No way to answer that without lying, which Kathie really didn’t like to do.
“Stacy, I’m sorry. I’m kind of in a rush. I want to catch Joe before he makes lunch plans. Could you put me through?”
“Oh. Okay. Sure. I’ll get him for you.”
Kathie breathed a bit easier after escaping from the you’ve-been-seeing-Joe question. Relief was still rushing through her when Joe came on the phone.
“Kathie?” He sounded like a man approaching a rabid dog.
God, help me, please. I won’t ever go after my sister’s fiancé again. I swear. I won’t fall for any man I’m not allowed to have.
“We need to have lunch together,” she said in a rush, not giving herself time to think about it.
Just do it.
Follow the plan.
The Joe-is-not-the-bad-guy plan.
“Okay,” he said, still sounding like she might bite his head off or something.
“I mean, if we’re going to do this, we just have to do it. Which means, people have to see us together.”

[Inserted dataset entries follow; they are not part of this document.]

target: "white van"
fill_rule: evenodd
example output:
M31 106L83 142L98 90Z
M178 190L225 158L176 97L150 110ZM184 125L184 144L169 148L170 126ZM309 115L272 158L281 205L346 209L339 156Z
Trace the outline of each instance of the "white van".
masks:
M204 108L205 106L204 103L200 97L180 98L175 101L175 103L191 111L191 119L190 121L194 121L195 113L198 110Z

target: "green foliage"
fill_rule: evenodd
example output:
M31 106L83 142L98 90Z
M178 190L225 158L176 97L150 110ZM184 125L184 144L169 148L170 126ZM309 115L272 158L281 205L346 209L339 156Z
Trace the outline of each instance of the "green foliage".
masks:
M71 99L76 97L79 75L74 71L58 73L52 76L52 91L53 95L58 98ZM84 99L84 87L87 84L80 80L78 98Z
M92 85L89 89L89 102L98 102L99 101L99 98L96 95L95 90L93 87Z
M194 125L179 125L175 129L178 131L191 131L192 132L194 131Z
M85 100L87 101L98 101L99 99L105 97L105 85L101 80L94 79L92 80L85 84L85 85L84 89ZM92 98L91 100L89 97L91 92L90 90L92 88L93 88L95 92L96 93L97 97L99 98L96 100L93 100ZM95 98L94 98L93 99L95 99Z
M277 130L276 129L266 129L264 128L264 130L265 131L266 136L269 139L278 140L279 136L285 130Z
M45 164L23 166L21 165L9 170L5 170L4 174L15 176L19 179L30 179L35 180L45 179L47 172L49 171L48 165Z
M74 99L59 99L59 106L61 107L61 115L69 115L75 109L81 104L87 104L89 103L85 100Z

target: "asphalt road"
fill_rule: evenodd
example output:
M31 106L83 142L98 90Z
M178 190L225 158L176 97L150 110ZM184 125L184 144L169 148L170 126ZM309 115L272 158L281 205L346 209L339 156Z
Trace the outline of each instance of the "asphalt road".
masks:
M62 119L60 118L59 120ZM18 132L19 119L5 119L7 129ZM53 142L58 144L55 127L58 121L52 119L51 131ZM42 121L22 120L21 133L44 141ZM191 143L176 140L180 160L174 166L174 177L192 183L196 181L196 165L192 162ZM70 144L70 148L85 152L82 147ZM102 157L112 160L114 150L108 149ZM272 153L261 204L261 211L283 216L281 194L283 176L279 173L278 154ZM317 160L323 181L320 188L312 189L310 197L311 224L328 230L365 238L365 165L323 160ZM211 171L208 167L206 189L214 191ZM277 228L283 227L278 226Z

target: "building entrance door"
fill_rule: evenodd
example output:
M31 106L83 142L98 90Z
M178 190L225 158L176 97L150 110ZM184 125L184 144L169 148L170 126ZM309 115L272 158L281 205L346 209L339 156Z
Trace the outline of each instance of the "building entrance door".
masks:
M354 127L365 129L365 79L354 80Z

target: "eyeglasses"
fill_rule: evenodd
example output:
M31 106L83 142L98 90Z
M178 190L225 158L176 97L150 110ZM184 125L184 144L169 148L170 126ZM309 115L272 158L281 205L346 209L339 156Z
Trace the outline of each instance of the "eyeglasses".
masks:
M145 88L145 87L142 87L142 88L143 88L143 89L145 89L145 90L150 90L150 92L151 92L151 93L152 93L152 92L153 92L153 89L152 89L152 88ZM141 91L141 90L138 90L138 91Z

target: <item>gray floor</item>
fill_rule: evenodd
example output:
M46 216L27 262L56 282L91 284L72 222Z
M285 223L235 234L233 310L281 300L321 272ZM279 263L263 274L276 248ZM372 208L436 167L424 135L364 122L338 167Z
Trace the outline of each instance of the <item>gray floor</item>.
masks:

“Okay,” Joe said. “I’ll pick you up in a half hour?”
“No, I’ll meet you at the bank. It’s always crowded at noon. Might as well start there, letting people see us, and then we’ll go to the Corner Café.”
Joe groaned. “You mean the diner?”
“Yes.”
“Darlene remodeled and changed the name. It’s actually called the Corner Diner now and it’s bigger.”

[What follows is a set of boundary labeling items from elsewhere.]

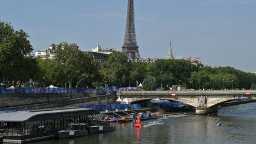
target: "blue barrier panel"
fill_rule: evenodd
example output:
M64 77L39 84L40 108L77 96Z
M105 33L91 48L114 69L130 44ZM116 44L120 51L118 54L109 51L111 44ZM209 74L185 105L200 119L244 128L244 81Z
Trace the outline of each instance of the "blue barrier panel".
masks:
M0 87L0 94L38 94L38 93L83 93L86 95L98 95L110 94L116 90L116 87L107 87L102 88L3 88Z

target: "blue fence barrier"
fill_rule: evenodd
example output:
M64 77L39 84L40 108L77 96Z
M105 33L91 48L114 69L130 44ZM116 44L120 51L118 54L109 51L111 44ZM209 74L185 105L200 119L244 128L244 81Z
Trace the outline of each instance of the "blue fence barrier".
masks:
M0 94L47 94L47 93L83 93L88 95L110 94L116 91L112 87L102 88L1 88Z
M86 108L93 108L97 110L124 110L128 108L129 104L111 104L111 105L86 105L83 107Z

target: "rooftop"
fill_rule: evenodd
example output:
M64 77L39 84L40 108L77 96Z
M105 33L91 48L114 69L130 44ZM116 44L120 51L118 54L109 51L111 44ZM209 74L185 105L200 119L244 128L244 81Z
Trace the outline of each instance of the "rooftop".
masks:
M0 122L25 122L99 114L94 109L79 108L41 111L20 111L0 114Z

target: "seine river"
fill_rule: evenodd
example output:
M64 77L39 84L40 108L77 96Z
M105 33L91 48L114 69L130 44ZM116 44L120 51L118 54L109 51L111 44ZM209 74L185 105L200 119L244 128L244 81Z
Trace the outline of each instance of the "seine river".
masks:
M256 143L256 103L222 108L217 115L175 114L180 116L143 121L140 129L135 122L113 123L113 132L33 143ZM224 126L216 124L220 119Z

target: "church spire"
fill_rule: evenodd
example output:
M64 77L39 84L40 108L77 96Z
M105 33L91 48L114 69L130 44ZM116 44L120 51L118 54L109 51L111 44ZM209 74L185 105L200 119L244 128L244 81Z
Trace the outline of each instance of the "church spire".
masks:
M171 41L170 40L170 43L169 46L169 53L168 56L168 59L174 59L174 57L172 55L172 47L171 47Z

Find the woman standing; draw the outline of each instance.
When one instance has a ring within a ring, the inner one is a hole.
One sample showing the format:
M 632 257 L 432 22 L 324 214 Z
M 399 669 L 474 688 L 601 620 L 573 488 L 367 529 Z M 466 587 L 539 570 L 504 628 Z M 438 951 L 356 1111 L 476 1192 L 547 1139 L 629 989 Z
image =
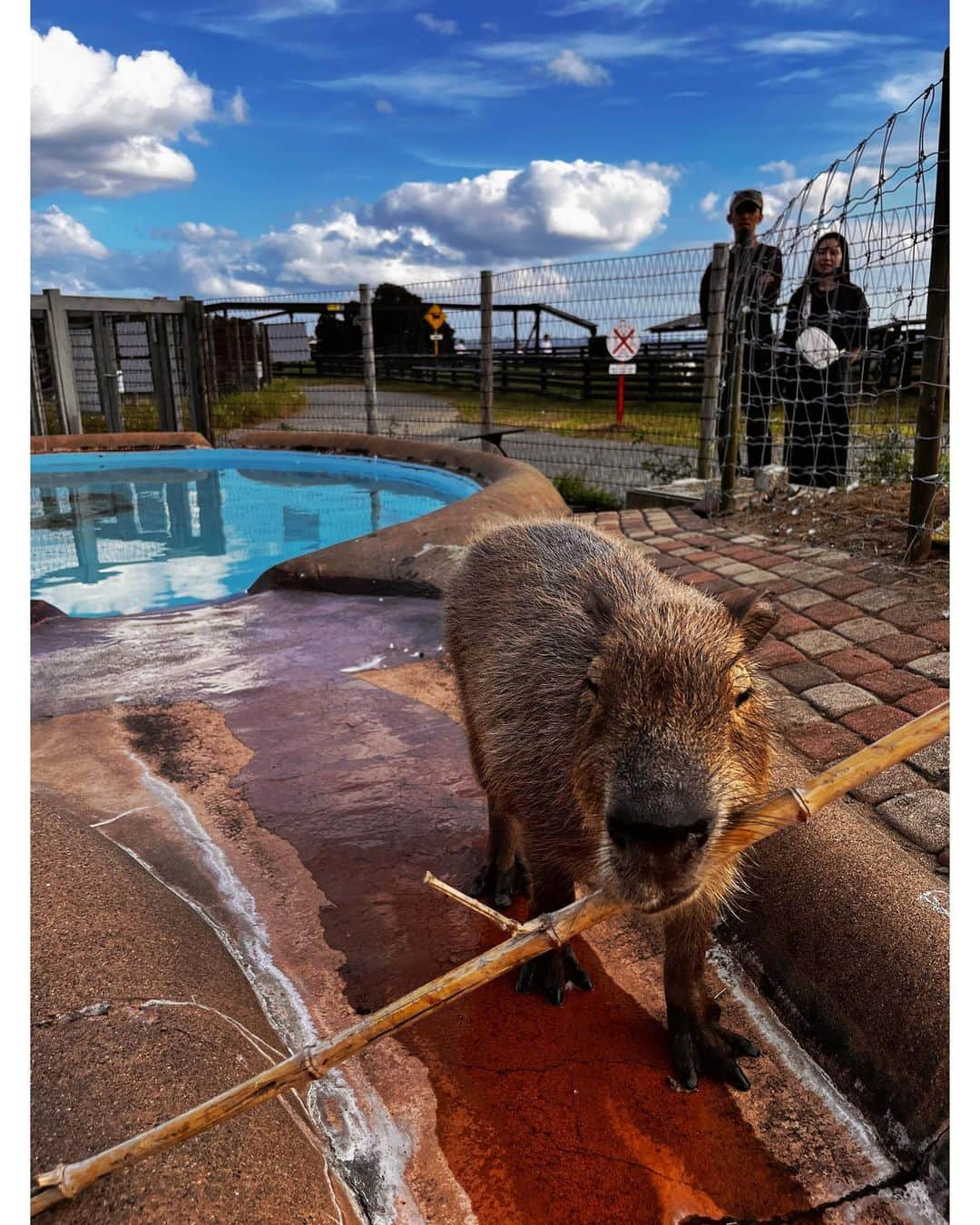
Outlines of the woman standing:
M 784 463 L 794 485 L 829 489 L 844 481 L 850 441 L 851 363 L 867 345 L 867 301 L 850 279 L 848 243 L 824 234 L 806 279 L 790 298 L 782 344 L 794 350 L 784 388 Z

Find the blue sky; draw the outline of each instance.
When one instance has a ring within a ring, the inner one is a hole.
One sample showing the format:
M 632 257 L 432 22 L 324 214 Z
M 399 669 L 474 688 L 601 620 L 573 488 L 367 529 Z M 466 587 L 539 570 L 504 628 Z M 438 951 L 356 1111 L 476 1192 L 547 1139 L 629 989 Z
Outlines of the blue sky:
M 948 42 L 913 0 L 42 0 L 32 27 L 34 285 L 200 296 L 707 244 L 733 187 L 772 217 Z

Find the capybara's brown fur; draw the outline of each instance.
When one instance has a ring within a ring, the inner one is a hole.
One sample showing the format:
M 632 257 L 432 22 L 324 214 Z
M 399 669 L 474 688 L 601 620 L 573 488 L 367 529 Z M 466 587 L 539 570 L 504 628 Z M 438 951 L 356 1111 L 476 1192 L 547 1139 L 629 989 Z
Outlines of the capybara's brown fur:
M 575 882 L 665 911 L 675 1062 L 747 1087 L 751 1044 L 715 1024 L 703 959 L 736 859 L 722 831 L 769 785 L 769 722 L 750 652 L 775 620 L 766 597 L 730 606 L 659 573 L 637 545 L 570 521 L 477 540 L 446 595 L 446 647 L 473 767 L 489 801 L 478 887 L 532 913 Z M 560 1003 L 589 987 L 571 949 L 524 967 Z

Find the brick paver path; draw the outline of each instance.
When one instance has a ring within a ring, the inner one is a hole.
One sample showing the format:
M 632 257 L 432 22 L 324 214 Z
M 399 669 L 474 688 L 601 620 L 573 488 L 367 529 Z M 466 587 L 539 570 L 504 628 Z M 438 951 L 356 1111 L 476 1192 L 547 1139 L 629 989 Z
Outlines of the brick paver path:
M 835 549 L 773 544 L 688 510 L 579 514 L 646 545 L 673 578 L 720 594 L 768 590 L 784 611 L 755 654 L 769 677 L 777 724 L 815 772 L 948 696 L 949 589 Z M 948 871 L 948 737 L 854 794 Z

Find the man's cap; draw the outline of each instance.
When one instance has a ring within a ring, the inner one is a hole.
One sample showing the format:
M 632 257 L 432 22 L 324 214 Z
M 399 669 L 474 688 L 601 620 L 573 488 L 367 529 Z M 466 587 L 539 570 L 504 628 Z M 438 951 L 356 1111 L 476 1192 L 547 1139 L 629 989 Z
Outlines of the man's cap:
M 734 213 L 739 205 L 751 203 L 757 205 L 760 211 L 762 209 L 762 192 L 756 191 L 755 187 L 745 187 L 741 191 L 733 191 L 731 200 L 729 201 L 728 211 Z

His chance meeting with Kate at the Corner Diner last fall was still probably the talk of the town, the best gossip to come out of the place in years. They’d run into each other in the midst of breaking up, and Kate had informed Joe very loudly that no, despite gossip to the contrary, she was not pregnant with his child or anyone else’s. She’d been spotted at the local OB/GYN’s office, taking a then-pregnant Shannon for a checkup. Everyone in town had assumed it was Kate who was pregnant, not Shannon, a girl Kate had met while volunteering with the Big Brothers Big Sisters organization.
So Kathie could understand why Joe was reluctant to be seen in the place, especially in another meeting destined to make the gossip rounds.
“We have to,” Kathie said. “And try to look happy when you see me. You’re supposed to be crazy about me, remember? Otherwise, you can’t be devastated when I break your heart in a month or so.”
Joe fought the urge to drum his fingers on his desk, a habit he’d given up two years ago as a New Year’s Eve resolution, because it wasn’t good for a man to show any outward sign of weakness. Or stress.